We describe in this book, recent developments on fuzzy logic, neural networks and optimization algorithms, as well as their hybrid combinations, and their application in areas such as, intelligent control and robotics, pattern recognition, medical diagnosis, time series prediction and optimization of complex problems. The book contains a collection of papers focused on hybrid intelligent systems based on soft computing. There are some papers with the main theme of type-1 and type-2 fuzzy logic, which basically consists of papers that propose new concepts and algorithms based on type-1 and type-2 fuzzy logic and their applications. There also some papers that presents theory and practice of meta-heuristics in different areas of application. Another group of papers describe diverse applications of fuzzy logic, neural networks and hybrid intelligent systems in medical applications. There are also some papers that present theory and practice of neural networks in different areas of application.
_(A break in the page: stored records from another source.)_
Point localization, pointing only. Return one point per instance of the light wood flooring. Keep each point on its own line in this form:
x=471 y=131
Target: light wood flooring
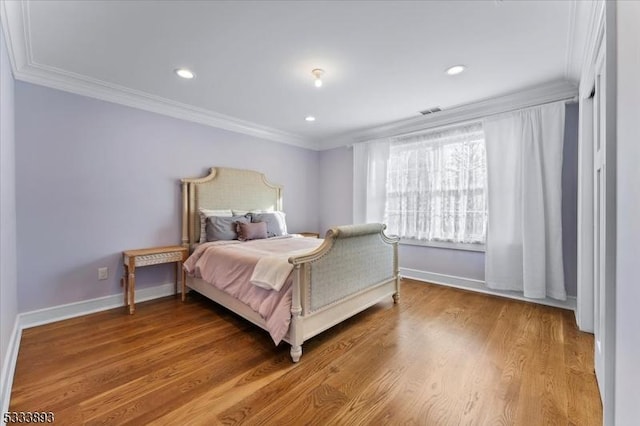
x=440 y=357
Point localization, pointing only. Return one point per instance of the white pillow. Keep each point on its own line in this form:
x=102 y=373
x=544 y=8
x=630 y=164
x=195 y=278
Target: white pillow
x=204 y=213
x=276 y=222
x=246 y=212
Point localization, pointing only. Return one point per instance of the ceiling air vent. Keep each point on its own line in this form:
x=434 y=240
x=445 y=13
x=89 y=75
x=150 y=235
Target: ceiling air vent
x=430 y=110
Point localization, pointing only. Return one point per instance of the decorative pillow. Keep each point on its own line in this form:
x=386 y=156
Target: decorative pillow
x=223 y=228
x=276 y=224
x=251 y=231
x=246 y=212
x=204 y=213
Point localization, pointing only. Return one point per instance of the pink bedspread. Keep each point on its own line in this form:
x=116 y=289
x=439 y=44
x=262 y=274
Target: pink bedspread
x=229 y=265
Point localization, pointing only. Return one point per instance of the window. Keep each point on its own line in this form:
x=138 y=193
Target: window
x=435 y=186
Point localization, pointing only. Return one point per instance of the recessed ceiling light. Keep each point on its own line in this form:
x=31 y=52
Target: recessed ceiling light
x=456 y=69
x=317 y=73
x=185 y=73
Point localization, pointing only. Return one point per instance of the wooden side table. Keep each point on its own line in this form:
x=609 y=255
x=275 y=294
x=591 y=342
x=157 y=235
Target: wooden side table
x=145 y=257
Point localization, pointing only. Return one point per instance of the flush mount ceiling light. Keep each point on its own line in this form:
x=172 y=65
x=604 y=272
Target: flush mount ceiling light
x=185 y=73
x=456 y=69
x=317 y=73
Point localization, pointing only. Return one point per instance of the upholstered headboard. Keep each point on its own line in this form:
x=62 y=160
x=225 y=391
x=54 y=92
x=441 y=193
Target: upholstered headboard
x=225 y=188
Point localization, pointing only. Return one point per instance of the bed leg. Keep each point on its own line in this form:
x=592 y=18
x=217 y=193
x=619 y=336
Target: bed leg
x=296 y=353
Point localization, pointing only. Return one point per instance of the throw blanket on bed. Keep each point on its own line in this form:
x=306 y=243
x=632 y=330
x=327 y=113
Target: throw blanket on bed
x=231 y=265
x=272 y=271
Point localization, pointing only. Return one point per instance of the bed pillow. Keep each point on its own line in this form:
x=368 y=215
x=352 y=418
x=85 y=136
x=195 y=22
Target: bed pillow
x=223 y=228
x=204 y=213
x=246 y=212
x=251 y=230
x=276 y=224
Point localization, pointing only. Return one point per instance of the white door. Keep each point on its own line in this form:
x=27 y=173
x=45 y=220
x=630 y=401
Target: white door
x=603 y=239
x=599 y=229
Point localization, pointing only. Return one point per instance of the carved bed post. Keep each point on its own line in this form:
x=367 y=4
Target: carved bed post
x=295 y=329
x=185 y=214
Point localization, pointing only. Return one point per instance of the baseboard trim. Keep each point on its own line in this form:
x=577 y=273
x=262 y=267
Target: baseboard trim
x=9 y=366
x=479 y=286
x=59 y=313
x=85 y=307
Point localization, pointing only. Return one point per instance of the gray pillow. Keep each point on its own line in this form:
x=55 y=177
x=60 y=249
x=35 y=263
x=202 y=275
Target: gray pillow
x=276 y=224
x=223 y=228
x=251 y=231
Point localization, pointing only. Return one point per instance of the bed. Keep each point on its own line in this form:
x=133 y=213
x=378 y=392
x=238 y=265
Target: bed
x=351 y=269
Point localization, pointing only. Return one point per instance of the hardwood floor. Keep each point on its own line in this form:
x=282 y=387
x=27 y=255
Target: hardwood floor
x=440 y=357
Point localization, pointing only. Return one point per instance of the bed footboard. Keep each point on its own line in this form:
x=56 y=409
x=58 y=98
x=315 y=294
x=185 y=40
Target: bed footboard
x=354 y=268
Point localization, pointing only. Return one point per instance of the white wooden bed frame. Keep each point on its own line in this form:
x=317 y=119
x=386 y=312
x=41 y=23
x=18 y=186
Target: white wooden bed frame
x=354 y=268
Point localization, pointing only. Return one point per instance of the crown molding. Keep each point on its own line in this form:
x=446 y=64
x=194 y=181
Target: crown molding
x=15 y=22
x=533 y=96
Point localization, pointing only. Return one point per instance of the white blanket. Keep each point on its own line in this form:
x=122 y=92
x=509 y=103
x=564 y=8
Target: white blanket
x=272 y=271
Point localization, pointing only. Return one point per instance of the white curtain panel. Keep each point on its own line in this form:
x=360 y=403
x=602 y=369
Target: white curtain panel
x=436 y=185
x=369 y=181
x=524 y=234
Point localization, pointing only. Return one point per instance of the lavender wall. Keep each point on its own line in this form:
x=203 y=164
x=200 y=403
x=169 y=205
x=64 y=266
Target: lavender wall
x=95 y=178
x=8 y=278
x=336 y=189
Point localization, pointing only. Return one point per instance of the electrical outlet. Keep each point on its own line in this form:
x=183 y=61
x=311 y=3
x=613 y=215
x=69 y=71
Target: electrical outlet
x=103 y=273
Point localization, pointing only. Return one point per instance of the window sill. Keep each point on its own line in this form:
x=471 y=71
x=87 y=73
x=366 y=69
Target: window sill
x=444 y=244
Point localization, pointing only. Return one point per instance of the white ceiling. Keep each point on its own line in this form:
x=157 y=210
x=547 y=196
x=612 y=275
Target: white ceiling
x=384 y=60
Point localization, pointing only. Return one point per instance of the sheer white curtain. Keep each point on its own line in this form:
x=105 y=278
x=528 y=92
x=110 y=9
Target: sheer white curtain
x=524 y=234
x=436 y=185
x=369 y=181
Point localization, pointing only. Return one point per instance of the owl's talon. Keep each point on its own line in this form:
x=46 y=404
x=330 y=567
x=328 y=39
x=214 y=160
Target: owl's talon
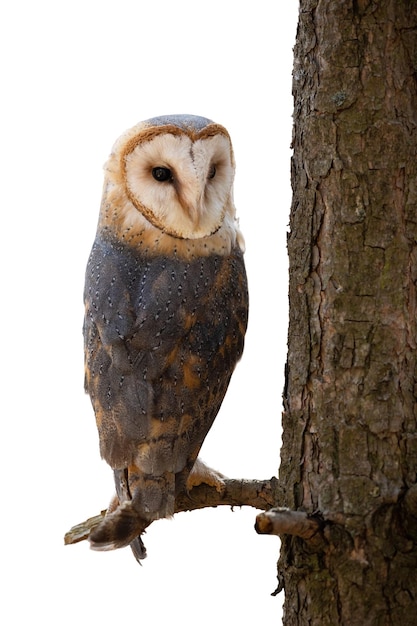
x=203 y=474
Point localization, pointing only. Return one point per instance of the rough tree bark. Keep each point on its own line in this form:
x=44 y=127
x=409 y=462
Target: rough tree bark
x=349 y=454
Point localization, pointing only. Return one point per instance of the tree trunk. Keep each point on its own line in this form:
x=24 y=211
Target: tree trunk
x=349 y=454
In addition, there are papers that present theory and practice of optimization and evolutionary algorithms in different areas of application. Finally, there are some papers describing applications of fuzzy logic, neural networks and meta-heuristics in pattern recognition problems.


Introduction to Hybrid Intelligent Networks

Introduction to Hybrid Intelligent Networks
Author: Zhi-Hong Guan
Publisher: Springer
Total Pages: 292
Release: 2019-02-01
Genre: Computers
ISBN: 3030021610

Download Introduction to Hybrid Intelligent Networks Book in PDF, ePub and Kindle

This book covers the fundamental principles, new theories and methodologies, and potential applications of hybrid intelligent networks. Chapters focus on hybrid neural networks and networked multi-agent networks, including their communication, control and optimization synthesis. This text also provides a succinct but useful guideline for designing neural network-based hybrid artificial intelligence for brain-inspired computation systems and applications in the Internet of Things. Artificial Intelligence has developed into a deep research field targeting robots with more brain-inspired perception, learning, decision-making abilities, etc. This text devoted to a tutorial on hybrid intelligent networks that have been identified in nature and engineering, especially in the brain, modeled by hybrid dynamical systems and complex networks, and have shown potential application to brain-inspired intelligence. Included in this text are impulsive neural networks, neurodynamics, multiagent networks, hybrid dynamics analysis, collective dynamics, as well as hybrid communication, control and optimization methods. Graduate students who are interested in artificial intelligence and hybrid intelligence, as well as professors and graduate students who are interested in neural networks and multiagent networks will find this textbook a valuable resource. AI engineers and consultants who are working in wireless communications and networking will want to buy this book. Also, professional and academic institutions in universities and Mobile vehicle companies and engineers and managers who concern humans in the loop of IoT will also be interested in this book.